Purification of human midcycle cervical mucin and characterization of its oligosaccharides with respect to size, composition, and microheterogeneity.

Human cervical mucin was solubilized from the gel phase of pooled midcycle cervical mucus using 6 M guanidine hydrochloride and 10 mM dithiothreitol and was then alkylated with iodoacetamide. Mucin was then purified by gel filtration on Bio-Gel A-50m resin in buffer containing 0.1% sodium dodecyl sulfate. The purified mucin gave a single band upon electrophoresis in either 5% acrylamide or 1% agarose gels. Protein comprised 21% of the glycoprotein by weight and amino acid analysis revealed a high content of Ser and Thr. Saccharide analysis yielded approximate molar ratios of Fuc:Gal:GlcNAc:GalNAc:NeuAc = 1:2:1:1:0.5. Inorganic sulfate, 1% by weight, was detected, but mannose was absent. Reductive alkali treatment of mucin resulted in release of oligosaccharides with concomitant conversion of 77% of GalNAc to its reduced derivative N-acetylgalactosaminitol (GalNAcol) thus demonstrating O-glycosidic linkage of GalNAc to protein. Reduced oligosaccharides were purified by ion exchange chromatography on DEAE-cellulose, paper chromatography, and high resolution gel filtration on Bio-Gel P-2 resin. A total of 16 reduced oligosaccharides were identified by thin layer chromatography.
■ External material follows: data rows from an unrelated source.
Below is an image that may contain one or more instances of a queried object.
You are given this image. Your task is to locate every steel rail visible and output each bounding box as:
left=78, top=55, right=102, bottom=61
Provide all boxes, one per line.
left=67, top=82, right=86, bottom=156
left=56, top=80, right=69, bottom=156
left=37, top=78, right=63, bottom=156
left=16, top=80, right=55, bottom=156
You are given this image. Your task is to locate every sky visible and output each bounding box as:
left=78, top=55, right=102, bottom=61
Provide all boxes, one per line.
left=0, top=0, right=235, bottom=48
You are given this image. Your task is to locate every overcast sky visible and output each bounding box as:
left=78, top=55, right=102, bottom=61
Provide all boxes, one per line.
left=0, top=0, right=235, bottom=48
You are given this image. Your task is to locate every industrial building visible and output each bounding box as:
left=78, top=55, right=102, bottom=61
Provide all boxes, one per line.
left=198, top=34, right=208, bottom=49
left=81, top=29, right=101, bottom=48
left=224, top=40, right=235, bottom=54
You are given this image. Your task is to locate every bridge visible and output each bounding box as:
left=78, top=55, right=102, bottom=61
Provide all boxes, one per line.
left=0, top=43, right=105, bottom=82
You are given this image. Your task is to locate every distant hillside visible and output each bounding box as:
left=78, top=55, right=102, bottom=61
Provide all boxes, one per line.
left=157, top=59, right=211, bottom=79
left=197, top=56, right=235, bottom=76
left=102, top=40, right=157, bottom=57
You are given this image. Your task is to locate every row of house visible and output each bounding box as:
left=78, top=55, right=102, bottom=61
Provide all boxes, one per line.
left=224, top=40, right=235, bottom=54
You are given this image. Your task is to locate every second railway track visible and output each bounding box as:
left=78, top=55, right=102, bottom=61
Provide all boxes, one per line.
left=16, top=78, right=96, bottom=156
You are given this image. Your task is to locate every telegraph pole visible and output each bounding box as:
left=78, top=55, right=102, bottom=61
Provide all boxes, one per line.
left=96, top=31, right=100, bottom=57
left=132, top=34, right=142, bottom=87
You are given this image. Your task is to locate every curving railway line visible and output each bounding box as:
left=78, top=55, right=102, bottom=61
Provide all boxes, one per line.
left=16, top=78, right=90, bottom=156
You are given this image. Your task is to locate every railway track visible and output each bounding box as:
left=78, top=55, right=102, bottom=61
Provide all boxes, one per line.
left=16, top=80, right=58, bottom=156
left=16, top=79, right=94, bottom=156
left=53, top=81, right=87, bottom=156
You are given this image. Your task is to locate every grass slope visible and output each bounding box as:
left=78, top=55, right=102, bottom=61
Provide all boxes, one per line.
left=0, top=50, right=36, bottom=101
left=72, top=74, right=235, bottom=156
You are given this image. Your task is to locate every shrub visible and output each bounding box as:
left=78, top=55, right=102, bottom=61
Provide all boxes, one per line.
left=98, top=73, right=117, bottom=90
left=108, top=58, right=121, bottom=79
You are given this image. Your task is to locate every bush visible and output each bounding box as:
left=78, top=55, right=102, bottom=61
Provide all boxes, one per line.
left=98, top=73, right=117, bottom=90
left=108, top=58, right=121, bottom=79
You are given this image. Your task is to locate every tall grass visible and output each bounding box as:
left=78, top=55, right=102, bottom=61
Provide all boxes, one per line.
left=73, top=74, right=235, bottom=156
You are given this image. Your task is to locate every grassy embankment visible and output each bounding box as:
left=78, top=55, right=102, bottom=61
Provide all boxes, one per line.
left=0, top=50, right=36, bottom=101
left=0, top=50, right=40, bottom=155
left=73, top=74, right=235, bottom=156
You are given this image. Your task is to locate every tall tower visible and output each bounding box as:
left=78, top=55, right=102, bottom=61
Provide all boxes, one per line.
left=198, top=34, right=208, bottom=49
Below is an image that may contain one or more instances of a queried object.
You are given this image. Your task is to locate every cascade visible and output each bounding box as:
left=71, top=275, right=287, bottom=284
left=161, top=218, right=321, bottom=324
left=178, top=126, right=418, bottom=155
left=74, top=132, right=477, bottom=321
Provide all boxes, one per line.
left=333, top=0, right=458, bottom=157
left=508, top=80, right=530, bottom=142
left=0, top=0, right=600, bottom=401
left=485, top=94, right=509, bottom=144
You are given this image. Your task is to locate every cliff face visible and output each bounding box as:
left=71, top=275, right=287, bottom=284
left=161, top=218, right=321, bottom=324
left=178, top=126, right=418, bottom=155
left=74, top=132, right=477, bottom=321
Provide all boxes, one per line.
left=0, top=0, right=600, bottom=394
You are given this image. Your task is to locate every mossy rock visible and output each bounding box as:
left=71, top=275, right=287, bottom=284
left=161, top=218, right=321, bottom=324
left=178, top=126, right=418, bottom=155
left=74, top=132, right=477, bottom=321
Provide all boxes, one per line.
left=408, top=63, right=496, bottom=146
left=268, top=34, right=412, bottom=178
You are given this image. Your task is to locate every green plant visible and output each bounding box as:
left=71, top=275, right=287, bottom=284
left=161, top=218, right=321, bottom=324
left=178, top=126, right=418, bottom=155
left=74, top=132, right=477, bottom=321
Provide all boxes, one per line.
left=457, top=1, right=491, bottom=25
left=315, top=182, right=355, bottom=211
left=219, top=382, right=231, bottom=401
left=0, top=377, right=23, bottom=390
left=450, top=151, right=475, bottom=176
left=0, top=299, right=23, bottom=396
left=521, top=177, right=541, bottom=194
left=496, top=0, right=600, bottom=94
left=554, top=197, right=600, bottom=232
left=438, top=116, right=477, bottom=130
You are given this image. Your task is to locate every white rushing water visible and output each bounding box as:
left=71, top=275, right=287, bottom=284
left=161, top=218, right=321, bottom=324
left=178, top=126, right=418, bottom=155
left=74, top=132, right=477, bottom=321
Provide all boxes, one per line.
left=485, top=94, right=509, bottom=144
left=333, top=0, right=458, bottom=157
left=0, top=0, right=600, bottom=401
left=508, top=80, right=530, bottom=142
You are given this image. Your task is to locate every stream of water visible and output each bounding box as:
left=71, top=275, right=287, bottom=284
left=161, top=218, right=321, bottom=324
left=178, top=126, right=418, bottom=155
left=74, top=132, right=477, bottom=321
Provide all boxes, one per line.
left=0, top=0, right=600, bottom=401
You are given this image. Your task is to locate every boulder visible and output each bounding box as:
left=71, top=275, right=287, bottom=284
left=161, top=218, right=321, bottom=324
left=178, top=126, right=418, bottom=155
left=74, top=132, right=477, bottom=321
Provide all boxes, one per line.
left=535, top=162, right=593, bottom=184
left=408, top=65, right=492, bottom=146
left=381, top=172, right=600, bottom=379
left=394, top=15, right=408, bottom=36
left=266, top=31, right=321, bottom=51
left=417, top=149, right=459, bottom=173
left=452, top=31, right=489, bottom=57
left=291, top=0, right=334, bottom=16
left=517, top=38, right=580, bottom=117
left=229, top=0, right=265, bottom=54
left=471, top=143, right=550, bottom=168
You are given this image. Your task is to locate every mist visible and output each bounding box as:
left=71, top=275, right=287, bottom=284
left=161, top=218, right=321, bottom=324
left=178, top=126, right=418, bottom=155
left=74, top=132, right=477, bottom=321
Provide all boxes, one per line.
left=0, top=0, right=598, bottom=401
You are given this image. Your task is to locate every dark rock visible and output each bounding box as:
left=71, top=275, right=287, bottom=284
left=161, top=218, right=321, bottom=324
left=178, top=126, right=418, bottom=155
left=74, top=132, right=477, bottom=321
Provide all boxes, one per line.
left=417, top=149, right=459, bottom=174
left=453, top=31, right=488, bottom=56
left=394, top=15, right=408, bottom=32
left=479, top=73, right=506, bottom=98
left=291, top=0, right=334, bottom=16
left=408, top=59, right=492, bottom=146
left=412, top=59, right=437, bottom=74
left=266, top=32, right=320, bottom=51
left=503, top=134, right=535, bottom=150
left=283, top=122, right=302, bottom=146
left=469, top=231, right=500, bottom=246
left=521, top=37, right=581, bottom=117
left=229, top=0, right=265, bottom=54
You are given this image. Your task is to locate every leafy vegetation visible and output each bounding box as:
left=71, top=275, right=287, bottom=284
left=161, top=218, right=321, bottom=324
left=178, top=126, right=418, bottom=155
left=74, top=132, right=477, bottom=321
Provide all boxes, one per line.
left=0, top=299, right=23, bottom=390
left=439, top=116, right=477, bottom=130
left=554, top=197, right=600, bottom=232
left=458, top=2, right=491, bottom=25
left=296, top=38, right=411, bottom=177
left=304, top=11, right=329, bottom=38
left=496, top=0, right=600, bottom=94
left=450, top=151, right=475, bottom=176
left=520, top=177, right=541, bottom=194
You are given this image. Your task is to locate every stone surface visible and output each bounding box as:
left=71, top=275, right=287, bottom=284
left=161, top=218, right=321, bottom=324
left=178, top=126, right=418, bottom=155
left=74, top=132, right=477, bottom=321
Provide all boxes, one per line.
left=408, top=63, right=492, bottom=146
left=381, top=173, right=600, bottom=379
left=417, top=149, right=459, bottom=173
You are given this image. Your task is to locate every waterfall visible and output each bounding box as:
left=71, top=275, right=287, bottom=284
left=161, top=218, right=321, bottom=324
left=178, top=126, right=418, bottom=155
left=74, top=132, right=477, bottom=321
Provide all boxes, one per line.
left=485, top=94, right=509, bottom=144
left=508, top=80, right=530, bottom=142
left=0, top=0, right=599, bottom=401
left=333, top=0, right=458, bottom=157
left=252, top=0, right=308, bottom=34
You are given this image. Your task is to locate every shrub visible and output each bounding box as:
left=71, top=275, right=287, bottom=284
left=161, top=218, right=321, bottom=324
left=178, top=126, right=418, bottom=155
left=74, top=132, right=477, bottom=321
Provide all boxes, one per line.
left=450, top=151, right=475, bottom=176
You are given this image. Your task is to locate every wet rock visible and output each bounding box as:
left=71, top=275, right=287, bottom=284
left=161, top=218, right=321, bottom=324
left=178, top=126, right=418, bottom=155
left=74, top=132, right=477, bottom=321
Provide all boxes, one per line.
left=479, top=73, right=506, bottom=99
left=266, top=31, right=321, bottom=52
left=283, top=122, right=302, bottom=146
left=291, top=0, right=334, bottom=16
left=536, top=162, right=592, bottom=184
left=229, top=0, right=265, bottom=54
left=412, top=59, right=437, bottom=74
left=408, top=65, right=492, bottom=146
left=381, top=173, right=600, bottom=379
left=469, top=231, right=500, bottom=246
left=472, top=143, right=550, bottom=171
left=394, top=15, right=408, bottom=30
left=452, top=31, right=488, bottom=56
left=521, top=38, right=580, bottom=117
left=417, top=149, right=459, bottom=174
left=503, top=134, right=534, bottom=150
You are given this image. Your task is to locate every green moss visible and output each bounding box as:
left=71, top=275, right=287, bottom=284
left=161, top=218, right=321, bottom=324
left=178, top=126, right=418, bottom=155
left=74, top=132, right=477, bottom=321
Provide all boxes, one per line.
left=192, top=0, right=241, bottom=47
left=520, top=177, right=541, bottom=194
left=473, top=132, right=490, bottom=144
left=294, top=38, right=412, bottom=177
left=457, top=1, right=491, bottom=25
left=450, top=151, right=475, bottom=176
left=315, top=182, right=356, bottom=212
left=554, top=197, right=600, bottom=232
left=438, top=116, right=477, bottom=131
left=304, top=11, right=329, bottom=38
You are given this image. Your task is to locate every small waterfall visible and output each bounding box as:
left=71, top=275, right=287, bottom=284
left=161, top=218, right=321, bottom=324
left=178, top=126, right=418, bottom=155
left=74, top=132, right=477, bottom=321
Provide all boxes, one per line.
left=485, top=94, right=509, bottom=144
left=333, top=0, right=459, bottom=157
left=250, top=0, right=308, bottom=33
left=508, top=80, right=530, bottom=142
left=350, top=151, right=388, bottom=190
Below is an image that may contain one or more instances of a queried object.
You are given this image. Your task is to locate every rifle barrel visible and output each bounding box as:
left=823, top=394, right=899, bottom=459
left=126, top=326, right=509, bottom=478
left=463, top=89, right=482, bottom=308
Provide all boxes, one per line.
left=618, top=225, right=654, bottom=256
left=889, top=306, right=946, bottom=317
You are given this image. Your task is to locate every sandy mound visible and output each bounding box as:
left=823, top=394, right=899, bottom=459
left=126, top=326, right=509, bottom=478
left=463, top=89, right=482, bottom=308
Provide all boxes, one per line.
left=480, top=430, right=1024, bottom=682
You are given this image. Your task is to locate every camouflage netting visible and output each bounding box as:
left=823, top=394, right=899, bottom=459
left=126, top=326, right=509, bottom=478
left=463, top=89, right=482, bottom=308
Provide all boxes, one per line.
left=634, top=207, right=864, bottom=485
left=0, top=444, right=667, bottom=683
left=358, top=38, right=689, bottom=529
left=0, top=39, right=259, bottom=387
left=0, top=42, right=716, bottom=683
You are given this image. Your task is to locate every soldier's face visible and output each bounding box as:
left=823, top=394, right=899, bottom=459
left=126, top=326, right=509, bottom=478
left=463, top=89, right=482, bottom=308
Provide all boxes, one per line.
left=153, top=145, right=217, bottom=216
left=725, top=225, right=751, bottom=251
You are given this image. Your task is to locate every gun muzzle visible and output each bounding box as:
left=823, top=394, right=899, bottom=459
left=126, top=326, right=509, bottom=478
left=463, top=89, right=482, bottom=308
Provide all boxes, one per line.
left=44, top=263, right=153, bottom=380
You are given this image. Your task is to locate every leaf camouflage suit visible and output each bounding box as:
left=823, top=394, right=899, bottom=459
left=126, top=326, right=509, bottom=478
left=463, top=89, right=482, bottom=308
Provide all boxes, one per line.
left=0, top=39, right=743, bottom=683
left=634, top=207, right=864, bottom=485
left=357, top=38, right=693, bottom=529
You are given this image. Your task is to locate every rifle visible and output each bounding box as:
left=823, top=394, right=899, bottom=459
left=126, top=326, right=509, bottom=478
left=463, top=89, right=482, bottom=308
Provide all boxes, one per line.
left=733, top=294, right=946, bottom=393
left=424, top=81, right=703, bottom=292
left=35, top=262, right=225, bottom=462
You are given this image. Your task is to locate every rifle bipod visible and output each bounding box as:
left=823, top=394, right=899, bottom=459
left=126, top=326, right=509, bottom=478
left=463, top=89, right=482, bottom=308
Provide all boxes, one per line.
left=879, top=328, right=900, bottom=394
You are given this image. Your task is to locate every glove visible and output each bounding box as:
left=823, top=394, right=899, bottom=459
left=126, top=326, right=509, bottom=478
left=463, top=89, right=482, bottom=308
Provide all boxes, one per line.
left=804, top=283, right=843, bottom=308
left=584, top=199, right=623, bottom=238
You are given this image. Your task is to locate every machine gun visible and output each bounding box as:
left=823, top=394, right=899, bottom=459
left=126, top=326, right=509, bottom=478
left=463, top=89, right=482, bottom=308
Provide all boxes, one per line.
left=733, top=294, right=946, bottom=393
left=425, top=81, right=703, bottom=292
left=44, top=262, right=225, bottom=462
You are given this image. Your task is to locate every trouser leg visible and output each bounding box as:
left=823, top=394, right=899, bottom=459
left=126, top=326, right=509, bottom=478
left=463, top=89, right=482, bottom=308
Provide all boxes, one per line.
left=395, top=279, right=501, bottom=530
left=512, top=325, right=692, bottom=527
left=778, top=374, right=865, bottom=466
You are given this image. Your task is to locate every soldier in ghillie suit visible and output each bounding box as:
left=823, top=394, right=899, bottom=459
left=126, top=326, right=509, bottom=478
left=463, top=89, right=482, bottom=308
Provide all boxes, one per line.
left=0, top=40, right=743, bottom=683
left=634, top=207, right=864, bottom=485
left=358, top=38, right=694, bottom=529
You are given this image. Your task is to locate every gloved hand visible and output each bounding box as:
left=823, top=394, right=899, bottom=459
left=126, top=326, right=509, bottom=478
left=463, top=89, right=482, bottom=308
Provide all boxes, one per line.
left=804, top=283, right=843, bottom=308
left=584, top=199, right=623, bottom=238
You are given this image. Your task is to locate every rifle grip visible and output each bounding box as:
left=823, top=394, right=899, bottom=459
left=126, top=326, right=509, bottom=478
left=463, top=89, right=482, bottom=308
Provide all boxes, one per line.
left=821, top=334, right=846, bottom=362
These included neutral, sialylated, and sulfated oligosaccharides and they varied in size from a disaccharide to a nonasaccharide. The major neutral oligosaccharide isolated (21% of recovered GalNAcol) was a tetrasaccharide, Gal:GlcNAc:GalNAcol = 2:1:1, and the major acidic oligosaccharide isolated (11% of recovered GalNAcol) was a trisaccharide, Gal:GalNAcol:NeuAc = 1:1:1.